Installing Starburst Enterprise in AWS#

Now that you’ve satisfied the all the requirements you are ready to proceed with installing Starburst Enterprise platform (SEP) in AWS.

Overview#

SEP is available as an Amazon Machine Image (AMI), which in turn is used in the CloudFormation template (CFT). You can get the resources directly from Starburst, or from the AWS Marketplace

You can use the EC2 console or AWS CLI to deploy a SEP cluster as a CFT.

Deploy a cluster with the EC2 console#

1. Select template

After you subscribe to the SEP offering on AWS Marketplace, or receive the URL to the CFT, you are able to begin configuring and launching your cluster.

../_images/trino_cft_launch.png

This directs you to the Select Template step for creating a CloudFormation stack. Find the pre-populated field under Amazon S3 template URL. This is the location of Starburst’s SEP CloudFormation template. Click Next.

Optionally you can choose Copy to Service Catalog for when using with the AWS Service Catalog.

../_images/trino_cft_select.png

2. Specify details

Specify the details of your cluster defined by the CFT configuration parameters. This step includes network, EC2 and SEP and other configuration options.

SEP cluster details#

Field

Description

Preliminary details

Provide a name for your stack that allows you to distinguish it from other stacks running in your AWS account. For example, “sepcluster”.

Network configuration

Specify the network configuration parameters. They are typically preconfigured. See the VPC and VPC subnets and Security groups sections for more detail.

EC2 configuration

Specify the EC2 configuration parameters. Note that you need to ensure a volume is mounted and configured on each worker, with the WorkerMountVolume and related parameters if you are using caching for distributed storage.

SEP configuration

Specify the SEP configuration parameters.

Hive connector options

Specify the relevant Hive connector options if you plan to query data in HDFS or S3.

Ranger options and Ranger LDAP user synchronization

These options allow you to configure Apache Ranger for the system level security with Apache Ranger and the related synchronization with an LDAP backend for user and group information. More information is available in the table of parameters.

Advanced AWS S3 configuration

Optionally configure the parameters to access custom S3 or S3-compatible systems.

Monitoring

Indicate if you want to enable integration with CloudWatch metrics.

IAM Instance

Optionally specify the IAM InstanceProfile.

Other

Indicate whether you are deploying and using Apache Superset and other configuration.

3. Options

Enter any additional stack specifications as shown on the Options page.
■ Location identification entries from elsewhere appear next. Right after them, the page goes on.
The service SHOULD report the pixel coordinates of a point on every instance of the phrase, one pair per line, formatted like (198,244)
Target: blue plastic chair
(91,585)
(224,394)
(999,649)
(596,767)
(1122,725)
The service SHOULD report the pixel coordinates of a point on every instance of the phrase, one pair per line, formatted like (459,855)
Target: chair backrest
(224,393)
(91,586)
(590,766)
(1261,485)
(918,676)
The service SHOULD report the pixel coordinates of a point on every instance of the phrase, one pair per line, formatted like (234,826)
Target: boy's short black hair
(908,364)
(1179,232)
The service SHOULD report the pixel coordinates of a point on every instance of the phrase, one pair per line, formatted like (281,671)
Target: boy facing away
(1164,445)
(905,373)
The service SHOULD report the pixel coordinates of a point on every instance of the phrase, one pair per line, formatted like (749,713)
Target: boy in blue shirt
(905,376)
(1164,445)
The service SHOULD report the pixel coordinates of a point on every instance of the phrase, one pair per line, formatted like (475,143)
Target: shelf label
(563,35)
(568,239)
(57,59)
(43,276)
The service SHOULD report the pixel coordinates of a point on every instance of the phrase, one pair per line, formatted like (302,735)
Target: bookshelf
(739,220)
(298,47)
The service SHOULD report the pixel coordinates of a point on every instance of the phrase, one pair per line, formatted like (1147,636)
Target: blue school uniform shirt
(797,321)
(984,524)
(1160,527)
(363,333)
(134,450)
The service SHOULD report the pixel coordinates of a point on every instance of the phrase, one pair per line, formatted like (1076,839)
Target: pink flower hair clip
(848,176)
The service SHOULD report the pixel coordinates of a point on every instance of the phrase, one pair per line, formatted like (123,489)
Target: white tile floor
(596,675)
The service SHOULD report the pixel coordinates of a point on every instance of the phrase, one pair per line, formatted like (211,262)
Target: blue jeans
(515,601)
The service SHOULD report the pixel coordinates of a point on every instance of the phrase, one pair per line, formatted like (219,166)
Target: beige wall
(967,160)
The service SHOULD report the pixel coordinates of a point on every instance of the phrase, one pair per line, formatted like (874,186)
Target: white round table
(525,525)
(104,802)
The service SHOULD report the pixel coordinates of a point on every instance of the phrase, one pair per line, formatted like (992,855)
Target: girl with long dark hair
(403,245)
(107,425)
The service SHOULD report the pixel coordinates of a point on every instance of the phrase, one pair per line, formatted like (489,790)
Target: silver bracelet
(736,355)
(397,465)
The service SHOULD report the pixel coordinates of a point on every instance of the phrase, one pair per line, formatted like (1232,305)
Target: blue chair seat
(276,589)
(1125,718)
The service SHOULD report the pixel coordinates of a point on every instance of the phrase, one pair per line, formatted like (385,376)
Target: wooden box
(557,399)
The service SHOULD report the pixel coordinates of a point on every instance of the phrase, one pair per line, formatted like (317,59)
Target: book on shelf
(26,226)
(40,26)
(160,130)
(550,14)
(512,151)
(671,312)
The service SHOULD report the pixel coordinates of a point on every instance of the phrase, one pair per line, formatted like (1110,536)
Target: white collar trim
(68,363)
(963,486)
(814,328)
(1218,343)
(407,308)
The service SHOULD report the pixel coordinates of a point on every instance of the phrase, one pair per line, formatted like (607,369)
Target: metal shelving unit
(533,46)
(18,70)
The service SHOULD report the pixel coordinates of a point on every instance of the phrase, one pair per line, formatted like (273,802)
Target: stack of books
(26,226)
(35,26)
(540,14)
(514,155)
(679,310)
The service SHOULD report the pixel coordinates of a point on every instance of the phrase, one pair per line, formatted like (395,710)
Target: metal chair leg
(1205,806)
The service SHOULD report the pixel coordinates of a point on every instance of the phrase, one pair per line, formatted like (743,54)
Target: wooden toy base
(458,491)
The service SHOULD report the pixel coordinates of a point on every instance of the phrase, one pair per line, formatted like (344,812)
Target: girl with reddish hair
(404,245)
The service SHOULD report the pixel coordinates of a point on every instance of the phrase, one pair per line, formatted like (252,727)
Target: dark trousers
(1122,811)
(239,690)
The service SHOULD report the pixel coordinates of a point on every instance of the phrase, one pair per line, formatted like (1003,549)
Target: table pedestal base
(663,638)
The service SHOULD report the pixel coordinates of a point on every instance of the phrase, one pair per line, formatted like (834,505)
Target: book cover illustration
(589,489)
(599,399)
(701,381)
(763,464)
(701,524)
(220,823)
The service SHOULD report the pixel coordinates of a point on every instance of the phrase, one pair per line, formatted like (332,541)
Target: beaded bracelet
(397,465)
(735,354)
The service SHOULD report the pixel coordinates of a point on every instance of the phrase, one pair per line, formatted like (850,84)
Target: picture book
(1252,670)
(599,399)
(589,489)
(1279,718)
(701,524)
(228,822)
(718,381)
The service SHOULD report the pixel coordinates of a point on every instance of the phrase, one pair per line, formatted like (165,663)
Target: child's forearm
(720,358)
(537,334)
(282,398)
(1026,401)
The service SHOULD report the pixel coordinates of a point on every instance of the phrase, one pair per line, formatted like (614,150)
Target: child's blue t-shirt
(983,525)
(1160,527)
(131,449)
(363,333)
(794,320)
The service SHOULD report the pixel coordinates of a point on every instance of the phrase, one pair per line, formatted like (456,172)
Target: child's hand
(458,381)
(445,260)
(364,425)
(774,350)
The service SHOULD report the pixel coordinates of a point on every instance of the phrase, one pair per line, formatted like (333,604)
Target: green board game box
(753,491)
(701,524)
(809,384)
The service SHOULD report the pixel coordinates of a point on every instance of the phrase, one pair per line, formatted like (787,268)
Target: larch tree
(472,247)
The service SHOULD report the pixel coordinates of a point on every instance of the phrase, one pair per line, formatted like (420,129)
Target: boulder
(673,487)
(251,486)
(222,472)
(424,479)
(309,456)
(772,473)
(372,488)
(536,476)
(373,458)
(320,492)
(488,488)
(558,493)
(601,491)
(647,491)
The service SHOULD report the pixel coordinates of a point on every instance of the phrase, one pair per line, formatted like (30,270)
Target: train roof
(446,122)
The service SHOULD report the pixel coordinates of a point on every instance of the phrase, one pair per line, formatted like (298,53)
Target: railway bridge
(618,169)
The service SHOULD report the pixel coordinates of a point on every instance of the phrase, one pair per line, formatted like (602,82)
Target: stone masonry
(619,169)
These options include adding tags to resources within your cluster, choosing IAM roles, and specifying monitoring time for rollback triggers, among other advanced specifications. More information can be found in the AWS CloudFormation documentation.

4. Review

Finally, review the details of your SEP cluster. When content, proceed by pressing create to conclude the creation.

Note

Just above the final “Create stack” button there is a blueish box informing you that The following resource(s) require capabilities: [AWS::IAM::Role]. In order to create the Stack you need to mark the checkbox next to I acknowledge that AWS CloudFormation might create IAM resources.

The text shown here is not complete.